When KKR collected a whopping $9.3 billion for its third pan-Asia vehicle, industry reaction ranged from admiration to scepticism.
One LP in Singapore called it “a testament to the tremendous opportunity LPs see for private equity in Asia”. But the fund, the largest in the region's 20-year history, also raised questions about whether such a large war chest could be effectively deployed.
KKR's answer is to explicitly set its sights on corporate Japan. As Bloomberg noted this week, the country has not played a significant role in the firm's dealmaking history. Now the firm is looking to change that, targeting “larger carve-out and cross-border transactions”, according to its Asia private equity head Ming Lu.
KKR is not the only global bulge-bracket firm with serious operations in Tokyo – The Carlyle Group has its $1 billion 2013 Japan-focused fund and Bain Capital has its $4 billion 2015 Asia buyout fund – but it certainly has the most capital to invest.
The performance of KKR's Asia funds has been solid; the $6 billion 2013 Fund II had generated a 1.3x net return and 20.6 percent net IRR as of 31 March this year, and Fund I, a $4 billion 2007-vintage, returned 1.8x net and 13.7 percent net IRR, according to the firm. In order to build on this track record with a larger fund, KKR must face some specific Japanese challenges.

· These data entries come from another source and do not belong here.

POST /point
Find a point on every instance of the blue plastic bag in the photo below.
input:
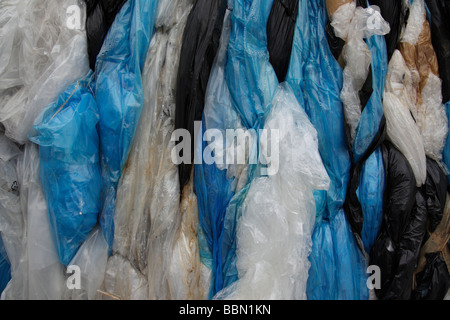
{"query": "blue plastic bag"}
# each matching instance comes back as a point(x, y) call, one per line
point(337, 265)
point(5, 267)
point(66, 132)
point(372, 180)
point(118, 91)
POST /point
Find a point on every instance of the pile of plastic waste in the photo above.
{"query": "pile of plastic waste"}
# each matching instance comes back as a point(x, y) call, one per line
point(225, 149)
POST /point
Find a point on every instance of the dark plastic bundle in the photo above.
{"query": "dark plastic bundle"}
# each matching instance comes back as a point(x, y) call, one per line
point(200, 44)
point(100, 16)
point(392, 12)
point(280, 35)
point(396, 249)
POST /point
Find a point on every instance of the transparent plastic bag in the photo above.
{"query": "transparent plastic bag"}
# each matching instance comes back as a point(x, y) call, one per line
point(148, 200)
point(70, 167)
point(119, 95)
point(402, 130)
point(337, 265)
point(278, 215)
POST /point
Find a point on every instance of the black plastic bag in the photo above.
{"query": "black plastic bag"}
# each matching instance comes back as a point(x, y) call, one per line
point(434, 281)
point(280, 35)
point(100, 16)
point(398, 244)
point(440, 36)
point(200, 44)
point(436, 193)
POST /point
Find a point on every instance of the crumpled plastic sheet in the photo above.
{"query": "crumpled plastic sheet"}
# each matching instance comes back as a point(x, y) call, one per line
point(446, 151)
point(426, 92)
point(252, 83)
point(37, 273)
point(200, 44)
point(338, 268)
point(40, 59)
point(119, 95)
point(372, 184)
point(5, 267)
point(215, 184)
point(402, 130)
point(148, 219)
point(66, 132)
point(100, 15)
point(397, 246)
point(11, 220)
point(278, 215)
point(362, 23)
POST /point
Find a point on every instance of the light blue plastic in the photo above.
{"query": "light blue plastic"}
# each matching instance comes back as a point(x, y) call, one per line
point(447, 144)
point(337, 265)
point(119, 94)
point(372, 180)
point(5, 267)
point(69, 166)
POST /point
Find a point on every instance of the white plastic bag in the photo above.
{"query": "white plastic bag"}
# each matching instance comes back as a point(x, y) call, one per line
point(274, 232)
point(147, 219)
point(47, 55)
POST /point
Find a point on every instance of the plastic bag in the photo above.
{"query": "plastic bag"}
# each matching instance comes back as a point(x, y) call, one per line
point(39, 274)
point(11, 220)
point(66, 132)
point(49, 57)
point(337, 265)
point(119, 95)
point(252, 83)
point(278, 215)
point(392, 12)
point(280, 35)
point(215, 187)
point(148, 216)
point(200, 44)
point(440, 35)
point(401, 127)
point(100, 16)
point(397, 246)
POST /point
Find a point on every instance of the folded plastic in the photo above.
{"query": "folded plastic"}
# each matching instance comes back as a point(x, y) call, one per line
point(119, 95)
point(66, 132)
point(275, 229)
point(45, 58)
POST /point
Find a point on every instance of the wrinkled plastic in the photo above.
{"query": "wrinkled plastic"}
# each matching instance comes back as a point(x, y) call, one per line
point(5, 267)
point(200, 44)
point(215, 187)
point(11, 223)
point(275, 229)
point(397, 246)
point(44, 59)
point(392, 12)
point(280, 35)
point(39, 274)
point(119, 95)
point(91, 259)
point(440, 35)
point(66, 132)
point(100, 16)
point(337, 265)
point(401, 126)
point(148, 219)
point(434, 281)
point(364, 23)
point(252, 83)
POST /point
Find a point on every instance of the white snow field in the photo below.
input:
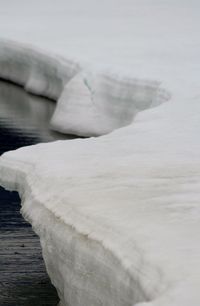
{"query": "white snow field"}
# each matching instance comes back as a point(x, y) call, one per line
point(118, 215)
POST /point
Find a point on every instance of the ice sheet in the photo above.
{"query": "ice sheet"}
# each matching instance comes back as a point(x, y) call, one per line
point(118, 215)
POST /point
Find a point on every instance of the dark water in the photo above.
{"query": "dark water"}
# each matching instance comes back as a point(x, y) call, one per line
point(24, 120)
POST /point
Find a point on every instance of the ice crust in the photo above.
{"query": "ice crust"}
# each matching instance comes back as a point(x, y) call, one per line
point(118, 215)
point(90, 103)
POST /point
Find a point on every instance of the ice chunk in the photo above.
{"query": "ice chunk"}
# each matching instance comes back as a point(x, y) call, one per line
point(96, 104)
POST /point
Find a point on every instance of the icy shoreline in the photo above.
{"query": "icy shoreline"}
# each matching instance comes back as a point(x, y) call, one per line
point(90, 103)
point(120, 227)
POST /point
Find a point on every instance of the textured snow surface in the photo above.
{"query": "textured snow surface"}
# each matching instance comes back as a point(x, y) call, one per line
point(117, 215)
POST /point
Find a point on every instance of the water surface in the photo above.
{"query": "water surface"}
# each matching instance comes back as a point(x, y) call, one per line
point(24, 120)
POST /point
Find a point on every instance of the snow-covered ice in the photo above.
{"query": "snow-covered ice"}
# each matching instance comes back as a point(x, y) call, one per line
point(117, 215)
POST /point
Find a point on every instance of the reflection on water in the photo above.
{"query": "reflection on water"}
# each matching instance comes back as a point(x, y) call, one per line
point(24, 114)
point(24, 120)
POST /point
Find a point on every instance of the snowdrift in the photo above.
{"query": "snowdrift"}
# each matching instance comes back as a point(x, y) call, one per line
point(117, 215)
point(90, 103)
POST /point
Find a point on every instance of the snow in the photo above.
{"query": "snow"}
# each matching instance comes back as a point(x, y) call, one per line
point(117, 215)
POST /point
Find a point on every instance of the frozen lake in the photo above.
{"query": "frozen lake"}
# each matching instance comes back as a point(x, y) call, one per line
point(23, 280)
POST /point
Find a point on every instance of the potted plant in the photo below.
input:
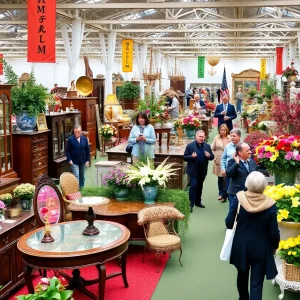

The first is a simple question of dealflow; is there enough of it – and in sufficient value – to absorb a meaningful share of $9.3 billion? One Japanese GP notes this has not so far been the case – 423 private equity and venture deals worth $3.6 billion were recorded in Japan last year, none of them larger than $600 million. He concedes a handful of large deals could change this very quickly.
The second is the historical conservatism of the family-dominated Japanese corporate landscape and the nature of 'Japan Inc'. Certain businesses, viewed as strategically important for the country, are off-limits to foreign buyers and certain industries, such as power and technology, are too heavily regulated to be considered investable.
But things are changing. Claudia Zeisberger, a Professor for Entrepreneurship at INSEAD, says that among Asian family business owners, “There is a greater awareness of private equity and the value a private equity partner can bring to the table.” At the same time, there is an adjustment in political thinking and a push to improve corporate governance that is encouraging restructuring and divestitures.
As the environment in Japan tilts towards private equity, KKR is well-positioned to take advantage, and not just because of its financial firepower. “KKR has a reputation of getting carve-outs done and doing them in a way that is acceptable to the business community at large, especially in Japan,” notes Zeisberger. The firm has completed four Japanese corporate carve-outs in the last three years with a total enterprise value of nearly $8 billion.
As the dealmaking potential of Japan is unleashed, KKR is armed with the capital and expertise to participate. If the private equity momentum in the country stalls, however, it may find itself left with a mountain to climb.